Hypercharging Oracle Data Loading
Is there any limit to the speed of Oracle? With Oracle announcing a new record one million transactions per minute, many believe that there is nothing that Oracle cannot do.
However, what if we have a requirement for a system that must accept high-volume data loads into a single table:
- 500,000 rows per second
- 50 megabytes per second
Is this possible? Using the right tricks you can make Oracle load data at unbelievable speed. However, special knowledge and tricks are required.Oracle provides us with many choices for online data loading:
- SQL insert and merge statements
- PL/SQL bulk loads using the forall operator
If we can load in batch mode, we also have more options:
- Oracle Data Pump
- Oracle import utility
However there are vast differences in load speed (Figure 1).
Figure 1: Sample data load speeds
Batch Data Loading
If you are loading your data from flat files there are many products and Oracle tools to improve your load speed:
Oracle Data load tools:
- Oracle10g Data Pump (available January 2004) - With Data Pump Import, a single stream of data load is about 15-45 times faster than original Import. This is because original Import uses only conventional mode inserts, whereas Data Pump Import uses the direct path method of loading.
Third-party Data load tools:
- BMC Fast Import for Oracle - Claims to be 2 to 5x faster than Oracle import utility.
CoSORT FAst extraCT (FACT) for Oracle - Claims to get Bulk loads up to 90% faster when CoSORT pre-sorts the load file on the table's index key. This also improves clustering_factor and improves run-time SQL access speeds by reducing logical I/O.
Online Data Loading
Don't use standard SQL insets as they are far slower than other approaches. If you must use SQL inserts, make sure to use the APPEND hint to bypass the freelists and raise the high-water mark for the table. You are way better off using PL/SQL with the bulk insert features (up to 100x faster).
Other things to ensure:
- Use parallel DML - Parallelize the data loads according to the number of processors and disk layout. Try to saturate your processors with parallel processes.
Disable constraints and indexes ? Disable RI during load and re-enable (in parallel) following the load.
Tune object parms - Use multiple freelists or freelist groups for target tables. Avoid using bitmap freelists ASS management (automatic segment space management) for super high-volume loads.
Pre-sort the data in index key order - This will make subsequent SQL run far faster for index range scans.
Use RAM Disk - Place undo tablespace and online redo logs on Solid-state disk (RAM SAN)
Use SAME RAID - Avoid RAID5 and use Oracle Stripe and Mirror Everywhere approach (RAID 0+1, RAID10). However, this doesn't mean one large array smeared with everything, you will see performance gains from separating temp, data and index, redo and undo segments onto separate RAID areas.
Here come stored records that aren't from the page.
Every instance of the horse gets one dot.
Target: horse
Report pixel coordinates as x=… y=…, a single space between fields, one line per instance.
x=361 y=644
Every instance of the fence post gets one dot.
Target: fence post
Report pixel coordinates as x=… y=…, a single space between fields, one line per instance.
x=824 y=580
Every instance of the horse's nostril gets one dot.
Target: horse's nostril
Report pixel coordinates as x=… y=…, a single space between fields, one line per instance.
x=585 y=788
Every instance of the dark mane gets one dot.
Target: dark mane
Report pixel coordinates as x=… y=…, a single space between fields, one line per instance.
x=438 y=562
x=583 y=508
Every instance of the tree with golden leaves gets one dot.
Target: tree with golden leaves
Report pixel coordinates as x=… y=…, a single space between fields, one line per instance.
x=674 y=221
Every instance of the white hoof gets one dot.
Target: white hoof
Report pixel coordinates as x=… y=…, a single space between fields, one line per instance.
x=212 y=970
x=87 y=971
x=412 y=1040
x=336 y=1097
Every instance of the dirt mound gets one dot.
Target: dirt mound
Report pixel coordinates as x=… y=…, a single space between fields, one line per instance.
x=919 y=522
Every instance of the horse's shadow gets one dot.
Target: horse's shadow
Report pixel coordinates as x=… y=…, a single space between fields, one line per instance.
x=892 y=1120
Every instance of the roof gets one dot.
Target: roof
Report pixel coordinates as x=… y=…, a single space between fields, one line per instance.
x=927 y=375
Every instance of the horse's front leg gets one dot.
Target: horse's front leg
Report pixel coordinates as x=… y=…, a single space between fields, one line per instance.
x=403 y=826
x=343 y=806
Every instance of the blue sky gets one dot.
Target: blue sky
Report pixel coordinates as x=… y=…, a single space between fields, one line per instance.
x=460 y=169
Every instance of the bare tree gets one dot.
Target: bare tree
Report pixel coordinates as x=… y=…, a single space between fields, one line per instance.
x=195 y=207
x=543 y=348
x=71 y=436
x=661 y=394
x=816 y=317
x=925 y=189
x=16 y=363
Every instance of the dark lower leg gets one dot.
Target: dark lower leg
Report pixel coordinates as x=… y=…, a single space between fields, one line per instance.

Use a small db_cache_size - This will minimize DBWR work. In Oracle9i you can use the alter system set db_cache_size command to temporarily reduce the data buffer cache size.
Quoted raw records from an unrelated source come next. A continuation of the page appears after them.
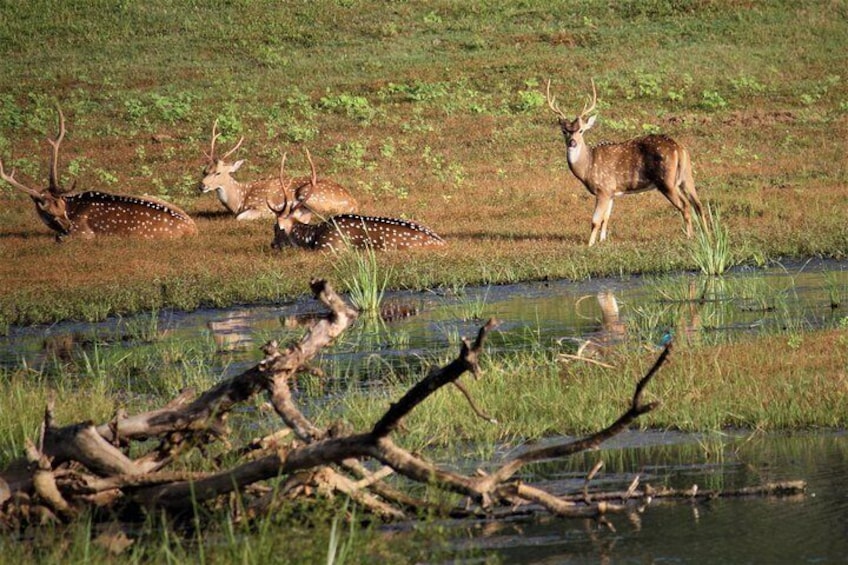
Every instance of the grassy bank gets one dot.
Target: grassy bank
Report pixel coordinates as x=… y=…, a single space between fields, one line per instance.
x=430 y=111
x=706 y=386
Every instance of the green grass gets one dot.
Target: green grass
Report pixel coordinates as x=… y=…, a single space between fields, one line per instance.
x=432 y=112
x=711 y=247
x=363 y=278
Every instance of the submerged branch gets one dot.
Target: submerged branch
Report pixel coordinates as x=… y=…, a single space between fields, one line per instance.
x=83 y=465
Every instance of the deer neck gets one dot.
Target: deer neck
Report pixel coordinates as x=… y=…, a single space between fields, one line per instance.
x=580 y=160
x=303 y=235
x=232 y=195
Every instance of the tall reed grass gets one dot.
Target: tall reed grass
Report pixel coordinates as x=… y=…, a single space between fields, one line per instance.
x=710 y=250
x=362 y=277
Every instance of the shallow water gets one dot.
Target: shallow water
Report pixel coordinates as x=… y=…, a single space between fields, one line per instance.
x=801 y=529
x=563 y=315
x=588 y=317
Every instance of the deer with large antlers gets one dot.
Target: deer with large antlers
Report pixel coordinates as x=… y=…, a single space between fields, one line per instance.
x=90 y=214
x=608 y=169
x=247 y=200
x=344 y=230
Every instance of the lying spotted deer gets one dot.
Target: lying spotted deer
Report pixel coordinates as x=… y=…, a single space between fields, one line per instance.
x=608 y=169
x=247 y=200
x=90 y=214
x=345 y=230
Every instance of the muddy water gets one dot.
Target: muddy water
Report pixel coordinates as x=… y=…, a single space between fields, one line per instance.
x=568 y=316
x=584 y=317
x=812 y=528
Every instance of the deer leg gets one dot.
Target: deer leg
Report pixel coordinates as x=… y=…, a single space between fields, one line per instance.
x=605 y=223
x=601 y=207
x=673 y=194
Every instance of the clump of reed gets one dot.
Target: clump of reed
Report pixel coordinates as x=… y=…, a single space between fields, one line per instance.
x=362 y=277
x=710 y=249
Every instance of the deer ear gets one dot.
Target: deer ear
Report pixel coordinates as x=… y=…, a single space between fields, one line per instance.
x=304 y=214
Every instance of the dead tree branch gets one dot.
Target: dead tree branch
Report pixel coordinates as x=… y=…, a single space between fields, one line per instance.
x=81 y=464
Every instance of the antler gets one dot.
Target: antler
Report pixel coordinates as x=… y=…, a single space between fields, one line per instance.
x=555 y=108
x=286 y=187
x=588 y=111
x=14 y=182
x=215 y=135
x=313 y=181
x=552 y=102
x=53 y=177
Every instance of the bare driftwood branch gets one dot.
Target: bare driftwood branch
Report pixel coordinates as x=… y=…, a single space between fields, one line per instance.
x=81 y=464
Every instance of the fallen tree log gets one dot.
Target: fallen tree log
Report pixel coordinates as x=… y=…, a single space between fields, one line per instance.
x=85 y=465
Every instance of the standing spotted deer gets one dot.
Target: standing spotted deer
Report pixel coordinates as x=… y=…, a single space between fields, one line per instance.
x=247 y=200
x=90 y=214
x=608 y=170
x=344 y=230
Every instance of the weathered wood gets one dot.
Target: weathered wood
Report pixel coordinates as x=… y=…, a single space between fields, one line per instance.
x=85 y=465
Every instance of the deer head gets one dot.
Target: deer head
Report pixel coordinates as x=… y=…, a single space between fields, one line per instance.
x=573 y=130
x=217 y=175
x=292 y=211
x=50 y=202
x=344 y=230
x=609 y=170
x=98 y=213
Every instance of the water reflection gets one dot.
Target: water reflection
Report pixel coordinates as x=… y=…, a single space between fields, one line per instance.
x=588 y=318
x=801 y=529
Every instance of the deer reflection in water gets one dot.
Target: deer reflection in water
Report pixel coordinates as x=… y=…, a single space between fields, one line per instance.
x=232 y=333
x=641 y=325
Watch your commit frequency - Too frequent checkpoints can be a performance issue. To few commits can cause undo segment problems.
Use a large blocksize - Data loads onto 32k blocksizes will run far faster because Oracle will be able to insert more rows into an empty block before a write.
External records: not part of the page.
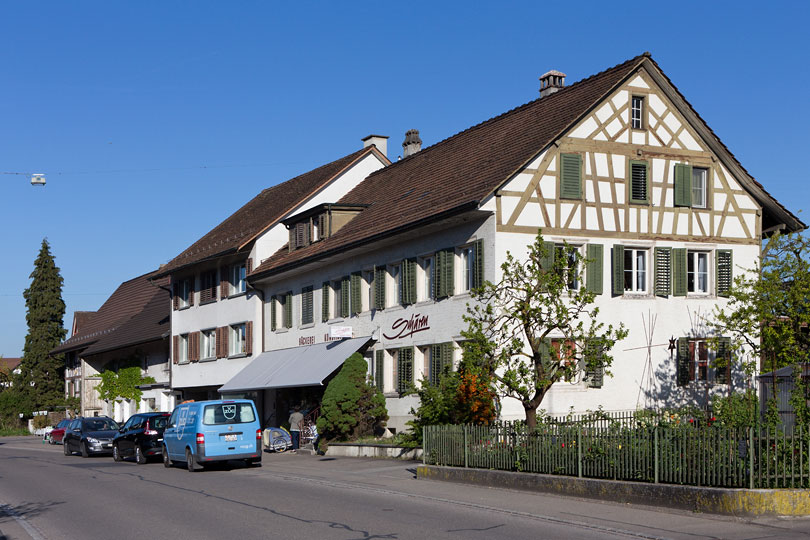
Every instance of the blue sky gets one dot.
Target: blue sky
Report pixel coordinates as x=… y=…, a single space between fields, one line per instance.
x=153 y=121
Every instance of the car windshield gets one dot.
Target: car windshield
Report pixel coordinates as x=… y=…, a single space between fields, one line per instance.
x=228 y=413
x=99 y=424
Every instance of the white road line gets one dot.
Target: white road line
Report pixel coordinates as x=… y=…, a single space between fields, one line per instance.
x=22 y=522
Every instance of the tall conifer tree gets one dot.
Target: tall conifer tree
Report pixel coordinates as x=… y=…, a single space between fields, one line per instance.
x=40 y=382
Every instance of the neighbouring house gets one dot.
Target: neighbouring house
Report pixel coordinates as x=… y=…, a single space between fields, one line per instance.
x=8 y=369
x=130 y=328
x=216 y=317
x=618 y=165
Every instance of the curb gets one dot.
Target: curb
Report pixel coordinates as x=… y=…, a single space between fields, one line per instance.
x=733 y=502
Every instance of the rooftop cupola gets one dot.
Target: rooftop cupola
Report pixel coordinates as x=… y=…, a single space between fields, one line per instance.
x=551 y=81
x=412 y=143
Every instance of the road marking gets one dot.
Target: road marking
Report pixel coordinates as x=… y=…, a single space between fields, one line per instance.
x=22 y=522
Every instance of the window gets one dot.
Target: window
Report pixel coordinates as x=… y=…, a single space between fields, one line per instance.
x=306 y=306
x=638 y=182
x=426 y=289
x=238 y=273
x=208 y=344
x=208 y=287
x=238 y=339
x=699 y=193
x=637 y=113
x=629 y=270
x=569 y=267
x=697 y=272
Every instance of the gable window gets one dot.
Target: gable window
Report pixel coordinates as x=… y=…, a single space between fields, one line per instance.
x=238 y=274
x=639 y=190
x=208 y=344
x=697 y=272
x=208 y=287
x=699 y=194
x=637 y=112
x=306 y=305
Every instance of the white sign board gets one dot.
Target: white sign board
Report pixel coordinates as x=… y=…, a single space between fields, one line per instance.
x=340 y=331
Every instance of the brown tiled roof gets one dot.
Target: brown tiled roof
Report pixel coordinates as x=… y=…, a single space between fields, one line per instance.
x=261 y=212
x=458 y=172
x=128 y=300
x=9 y=363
Here is a small benchmark showing the performance of loads into a larger blocksize:
alter system set db_2k_cache_size=64m scope=spfile; alter system set db_16k_cache_size=64m scope=spfile; startup force create tablespace twok blocksize 2k; <-- using ASM defaults to 100m create tablespace sixteenk blocksize 16k; create table load2k tablespace twok as select * from dba_objects; < creates 8k rows drop table load2k; <- first create was to preload buffers
set timing on;
create table load2k tablespace twok as select * from dba_objects;
create table load16k tablespace sixteenk as select * from dba_objects;
For a larger sample, I re-issued the create processes with:
select * from dba_source; -- (80k rows)
Even with this super-tiny sample on Linux using Oracle10g with ASM the results where impressive:
2k 16k blksze blksze 8k table size 4.33 secs 4.16 secs 80k table size 8.74 secs 8.31 secs
Driving your server
It is critical to take STATSPACK reports during data loading, paying special attention to the top-5 wait events.
- I/O-bound - Move to faster media (SSD), especially for undo and redo files.
CPU-bound - Add more processors and increase degree of parallel DML
Network-bound - Move data loading onto the save server as the Oracle instance
Using these techniques you can achieve blistering data load speeds for multi-terabyte Oracle databases.